Only if you ignore everything they generate. Look at all the comments saying that the agent hallucinates a result, generates always-passing tests, etc. Those are absolutely true observations -- and don't touch on the fact that tests can pass, the red/green approach can give thumbs up and rocket emojis all day long, and the code can still be shitty, brittle and riddled with security and performance flaws. And so now we have people building elaborate castles in the sky to try to catch those problems. Except that the things doing the catching are themselves prone to hallucination. And around we go.

So because a portion of (IMO always bad, but previously unrecognized as bad) coders think that these random text generators are trustworthy enough to run unsupervised, we've moved all of this chaotic energy up a level. There's more output, certainly, but it all feels like we've replaced actual intelligent thought with an army of monkeys making Rube Goldberg machines at scale. It's going to backfire.

JumpCrisscross 2 hours ago | parent | next [-]

> coders think that these random text generators are trustworthy enough to run unsupervised, we've moved all of this chaotic energy up a level

But it works well enough for most use cases. Most of what we do isn’t life or death.

timr an hour ago | parent [-]

> But it works well enough for most use cases.

So does the code produced by any bad engineer.

So either we’re finally admitting that all of that leetcode screening and engineer quality gating was a farce, or it wasn’t, and you’re wrong.

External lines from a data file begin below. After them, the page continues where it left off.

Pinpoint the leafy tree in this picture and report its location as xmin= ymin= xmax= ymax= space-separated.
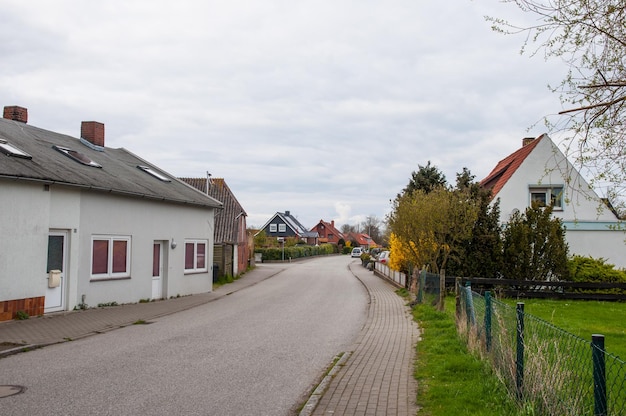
xmin=487 ymin=0 xmax=626 ymax=207
xmin=341 ymin=224 xmax=356 ymax=234
xmin=254 ymin=230 xmax=268 ymax=247
xmin=398 ymin=160 xmax=446 ymax=197
xmin=502 ymin=204 xmax=569 ymax=281
xmin=388 ymin=187 xmax=477 ymax=273
xmin=568 ymin=256 xmax=626 ymax=283
xmin=361 ymin=215 xmax=383 ymax=244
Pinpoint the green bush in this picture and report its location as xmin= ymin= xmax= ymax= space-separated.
xmin=568 ymin=255 xmax=626 ymax=283
xmin=254 ymin=244 xmax=335 ymax=261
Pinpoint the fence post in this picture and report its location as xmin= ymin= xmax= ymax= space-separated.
xmin=591 ymin=334 xmax=607 ymax=416
xmin=437 ymin=269 xmax=446 ymax=311
xmin=485 ymin=291 xmax=491 ymax=352
xmin=515 ymin=302 xmax=524 ymax=400
xmin=454 ymin=277 xmax=461 ymax=319
xmin=463 ymin=280 xmax=472 ymax=326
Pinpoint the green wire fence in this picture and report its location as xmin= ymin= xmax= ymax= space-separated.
xmin=454 ymin=282 xmax=626 ymax=416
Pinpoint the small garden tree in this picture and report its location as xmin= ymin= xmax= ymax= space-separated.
xmin=502 ymin=203 xmax=569 ymax=281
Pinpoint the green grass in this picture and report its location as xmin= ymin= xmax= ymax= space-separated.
xmin=413 ymin=298 xmax=526 ymax=416
xmin=505 ymin=299 xmax=626 ymax=359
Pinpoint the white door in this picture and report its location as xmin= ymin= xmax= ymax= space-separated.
xmin=44 ymin=231 xmax=67 ymax=312
xmin=152 ymin=241 xmax=163 ymax=299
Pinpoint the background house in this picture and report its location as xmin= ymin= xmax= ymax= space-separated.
xmin=257 ymin=211 xmax=319 ymax=245
xmin=480 ymin=134 xmax=626 ymax=267
xmin=344 ymin=233 xmax=378 ymax=250
xmin=0 ymin=106 xmax=221 ymax=320
xmin=180 ymin=178 xmax=253 ymax=277
xmin=311 ymin=220 xmax=345 ymax=245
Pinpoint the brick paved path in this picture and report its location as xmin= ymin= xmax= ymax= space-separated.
xmin=311 ymin=263 xmax=419 ymax=416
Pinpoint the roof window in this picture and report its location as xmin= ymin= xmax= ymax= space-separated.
xmin=0 ymin=139 xmax=33 ymax=159
xmin=137 ymin=165 xmax=171 ymax=182
xmin=52 ymin=145 xmax=102 ymax=168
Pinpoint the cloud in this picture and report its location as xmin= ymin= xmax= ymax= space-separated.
xmin=0 ymin=0 xmax=562 ymax=227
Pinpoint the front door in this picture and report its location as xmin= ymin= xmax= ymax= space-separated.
xmin=152 ymin=241 xmax=163 ymax=299
xmin=44 ymin=231 xmax=67 ymax=312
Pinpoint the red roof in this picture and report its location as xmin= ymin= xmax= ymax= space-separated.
xmin=480 ymin=134 xmax=544 ymax=198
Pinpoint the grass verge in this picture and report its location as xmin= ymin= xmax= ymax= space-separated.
xmin=413 ymin=299 xmax=528 ymax=416
xmin=504 ymin=299 xmax=626 ymax=359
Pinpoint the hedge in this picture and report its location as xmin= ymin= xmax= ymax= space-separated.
xmin=254 ymin=244 xmax=334 ymax=261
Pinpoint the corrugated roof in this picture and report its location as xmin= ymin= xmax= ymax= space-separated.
xmin=0 ymin=119 xmax=221 ymax=208
xmin=180 ymin=178 xmax=248 ymax=244
xmin=480 ymin=134 xmax=544 ymax=199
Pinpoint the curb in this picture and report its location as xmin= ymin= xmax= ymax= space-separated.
xmin=299 ymin=351 xmax=352 ymax=416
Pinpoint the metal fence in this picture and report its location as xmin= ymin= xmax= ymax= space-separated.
xmin=454 ymin=285 xmax=626 ymax=416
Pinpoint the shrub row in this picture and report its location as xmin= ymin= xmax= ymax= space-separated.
xmin=254 ymin=244 xmax=335 ymax=261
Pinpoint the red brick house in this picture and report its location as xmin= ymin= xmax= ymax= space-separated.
xmin=311 ymin=220 xmax=345 ymax=245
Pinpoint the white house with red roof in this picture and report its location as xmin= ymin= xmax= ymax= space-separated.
xmin=480 ymin=134 xmax=626 ymax=268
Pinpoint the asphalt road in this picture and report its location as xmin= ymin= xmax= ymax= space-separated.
xmin=0 ymin=256 xmax=369 ymax=416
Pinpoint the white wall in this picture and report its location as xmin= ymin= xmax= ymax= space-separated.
xmin=0 ymin=180 xmax=50 ymax=301
xmin=496 ymin=137 xmax=626 ymax=268
xmin=77 ymin=192 xmax=214 ymax=306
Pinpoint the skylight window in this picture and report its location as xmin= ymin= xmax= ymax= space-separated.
xmin=52 ymin=146 xmax=102 ymax=168
xmin=137 ymin=165 xmax=171 ymax=182
xmin=0 ymin=139 xmax=33 ymax=159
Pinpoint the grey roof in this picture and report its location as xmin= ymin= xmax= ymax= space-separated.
xmin=0 ymin=118 xmax=221 ymax=208
xmin=257 ymin=211 xmax=319 ymax=237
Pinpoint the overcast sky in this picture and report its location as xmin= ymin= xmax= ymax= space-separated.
xmin=0 ymin=0 xmax=567 ymax=228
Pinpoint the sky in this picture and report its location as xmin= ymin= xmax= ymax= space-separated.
xmin=0 ymin=0 xmax=567 ymax=228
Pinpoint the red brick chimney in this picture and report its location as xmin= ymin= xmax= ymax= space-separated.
xmin=80 ymin=121 xmax=104 ymax=147
xmin=2 ymin=105 xmax=28 ymax=123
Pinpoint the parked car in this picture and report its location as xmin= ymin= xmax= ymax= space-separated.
xmin=350 ymin=247 xmax=363 ymax=257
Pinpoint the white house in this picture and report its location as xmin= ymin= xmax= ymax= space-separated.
xmin=480 ymin=134 xmax=626 ymax=268
xmin=0 ymin=106 xmax=221 ymax=320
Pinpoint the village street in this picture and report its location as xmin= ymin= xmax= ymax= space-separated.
xmin=0 ymin=256 xmax=369 ymax=416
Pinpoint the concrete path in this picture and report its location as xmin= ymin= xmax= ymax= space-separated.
xmin=301 ymin=263 xmax=419 ymax=416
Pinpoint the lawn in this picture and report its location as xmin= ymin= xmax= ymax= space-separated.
xmin=505 ymin=299 xmax=626 ymax=360
xmin=413 ymin=299 xmax=525 ymax=416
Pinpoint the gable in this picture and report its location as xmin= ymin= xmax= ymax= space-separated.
xmin=480 ymin=135 xmax=544 ymax=198
xmin=179 ymin=178 xmax=248 ymax=243
xmin=480 ymin=134 xmax=617 ymax=221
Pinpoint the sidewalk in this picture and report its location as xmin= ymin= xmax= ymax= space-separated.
xmin=0 ymin=264 xmax=284 ymax=357
xmin=300 ymin=263 xmax=419 ymax=416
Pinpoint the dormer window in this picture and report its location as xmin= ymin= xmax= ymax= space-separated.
xmin=0 ymin=139 xmax=33 ymax=159
xmin=52 ymin=145 xmax=102 ymax=168
xmin=530 ymin=186 xmax=564 ymax=211
xmin=137 ymin=165 xmax=171 ymax=182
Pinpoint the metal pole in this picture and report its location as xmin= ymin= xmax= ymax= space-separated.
xmin=515 ymin=302 xmax=524 ymax=400
xmin=485 ymin=291 xmax=491 ymax=352
xmin=591 ymin=334 xmax=607 ymax=416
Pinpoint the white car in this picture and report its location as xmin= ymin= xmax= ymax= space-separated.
xmin=378 ymin=251 xmax=389 ymax=265
xmin=350 ymin=247 xmax=363 ymax=257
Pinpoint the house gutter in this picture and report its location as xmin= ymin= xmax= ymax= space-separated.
xmin=0 ymin=175 xmax=224 ymax=209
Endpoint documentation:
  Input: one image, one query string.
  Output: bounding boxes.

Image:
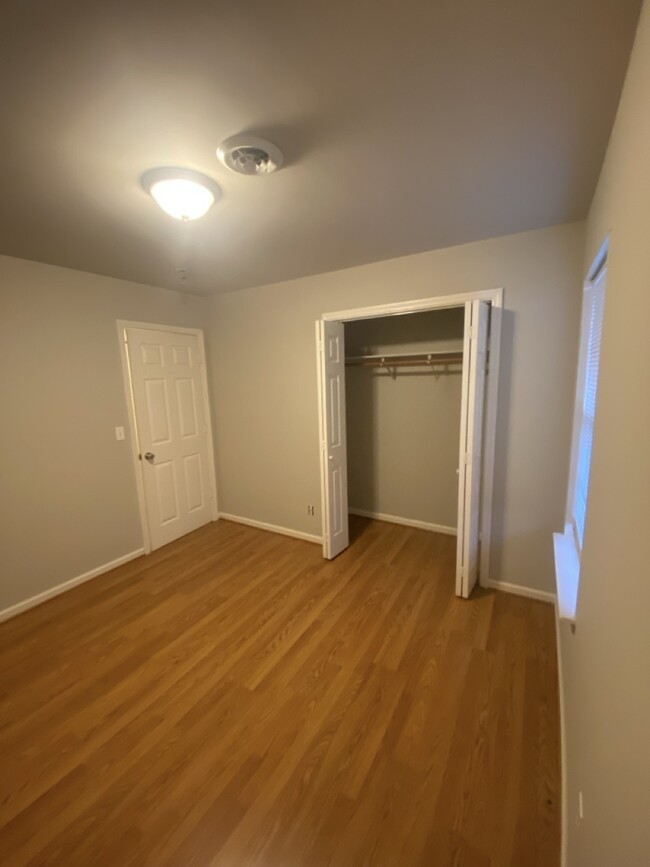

I think the answer is in the middle, but the pendulum has swung too far in the “doesn’t matter” direction.

JumpCrisscross an hour ago | parent [-]

> we’re finally admitting that all of that leetcode screening and engineer quality gating was a farce, or it wasn’t, and you’re wrong

We’re admitting a bit of both. Offshoring just became more instantaneous, secure and efficient. There will still be folks who overplay their hand.

Macroeconomically speaking, I don’t see why we need more software engineers in the future than we have today, and that’s probably a conservative estimate.

datsci_est_2015 10 minutes ago | parent [-]

> Macroeconomically speaking, I don’t see why we need more software engineers in the future than we have today, and that’s probably a conservative estimate.

Why? Is the argument that there’s a finite amount of software that the world needs, and therefore we will more quickly reach that finite amount?

Seems more likely to me that if LLMs are a force multiplier for software then more software engineers will exist. Or, instead of “software engineers”, call them “people who create software” (even with the assistance of LLMs).

Or maybe the argument is that you need to be a super genius 100x engineer in order to manipulate 17 collaborative and competitive agents in order to reach your maximum potential, and then you’ll take everyone’s jobs?

Idk just seems like wild speculation that isn’t even worth me arguing against. Too late now that I’ve already written it out I guess.

cherk3 an hour ago | parent | prev [-]

What I want to know is, what has this increase in code generation led to? What is the impact?

I don't mean 'Oh I finally have the energy to do that side project that I never could'.

Afterall, the trade-offs have to be worth something... right? Where's the 1-person billion dollar firms at That Mr Altman spoke about?

The way I think of it is code has always been an intermediary step between a vision and an object of value. So is there an increase in this activity that yields the trade-offs to be a net benefit?